“Lorraine Gates on the Bridge of the Americas? Maybe someone is trying to send a message.”
FX’s series The Bridge was pitched to me as “Crossing Lines on a smaller scale” — that is, it is another series following serial killers that cross borders to elude capture, but this time, the team chasing these killers is composed of a pair of detectives from two countries instead of an ensemble of Europeans. I didn’t learn until I started looking up names for this review that The Bridge is actually a remake of a Scandinavian series of the same name from a few years back that was centered around a double murder on the Øresund Bridge (the bridge between Copenhagen and Malmö) while the remake is centered around the same situation, but on the Bridge of the Americas (the bridge between El Paso and Juárez). As someone who hasn’t watched the original, I’m not sure how closely the American version is following the Scandinavian version, so if you have seen the original and choose to comment, please be wary of spoiling what might come ahead!

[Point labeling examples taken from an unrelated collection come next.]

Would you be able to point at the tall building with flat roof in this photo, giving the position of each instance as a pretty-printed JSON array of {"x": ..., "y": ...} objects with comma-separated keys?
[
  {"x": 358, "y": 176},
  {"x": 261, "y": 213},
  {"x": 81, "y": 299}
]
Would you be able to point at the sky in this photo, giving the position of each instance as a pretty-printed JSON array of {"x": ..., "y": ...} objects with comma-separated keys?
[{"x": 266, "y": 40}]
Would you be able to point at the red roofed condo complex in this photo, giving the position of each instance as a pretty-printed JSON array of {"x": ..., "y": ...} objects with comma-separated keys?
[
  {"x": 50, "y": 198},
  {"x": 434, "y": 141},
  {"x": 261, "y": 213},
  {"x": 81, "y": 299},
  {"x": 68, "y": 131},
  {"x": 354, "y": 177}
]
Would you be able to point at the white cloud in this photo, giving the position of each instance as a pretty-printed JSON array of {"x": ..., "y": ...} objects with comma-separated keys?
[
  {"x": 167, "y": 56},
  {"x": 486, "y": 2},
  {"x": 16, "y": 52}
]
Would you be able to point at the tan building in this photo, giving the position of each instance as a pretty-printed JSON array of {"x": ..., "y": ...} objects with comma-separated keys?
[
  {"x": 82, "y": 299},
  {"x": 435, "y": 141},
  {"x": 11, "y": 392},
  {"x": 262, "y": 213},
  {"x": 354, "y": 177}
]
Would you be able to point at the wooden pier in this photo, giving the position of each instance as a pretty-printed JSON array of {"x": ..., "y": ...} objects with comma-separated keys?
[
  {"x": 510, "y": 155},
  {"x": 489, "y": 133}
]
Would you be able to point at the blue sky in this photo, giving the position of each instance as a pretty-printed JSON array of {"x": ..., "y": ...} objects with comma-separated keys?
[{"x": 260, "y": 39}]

The pilot opens with a dead body on the Bridge of the Americas and a bit of a ‘dispute’ between American detective, Sonya Cross (Diane Kruger), and Mexican detective, Marco Ruiz (Demián Bichir), regarding who has jurisdiction over the murder. Well, not so much a dispute as Cross really wants the case and Ruiz doesn’t really care (since there are enough murders in Juárez as it is). While I originally thought that Cross was simply a brash rookie trying to establish herself with her first big case (which is still a possibility), it becomes clear — though it is never stated — throughout the pilot that Cross falls somewhere on the “autism spectrum” (specifically Asperger syndrome, in her case) — especially when she tries to ‘console’ the husband of the victim.
The victim, however, turns out to be a pair of victims — the lower half of a young Mexican girl and the upper half of an American woman (a judge who is anti-immigration, the be exact). The mismatched body was laid directly on the border line between El Paso and Juárez on the Bridge of the Americas, which is revealed at the end of the pilot to be intended as a symbolic gesture to the police department from the serial killer.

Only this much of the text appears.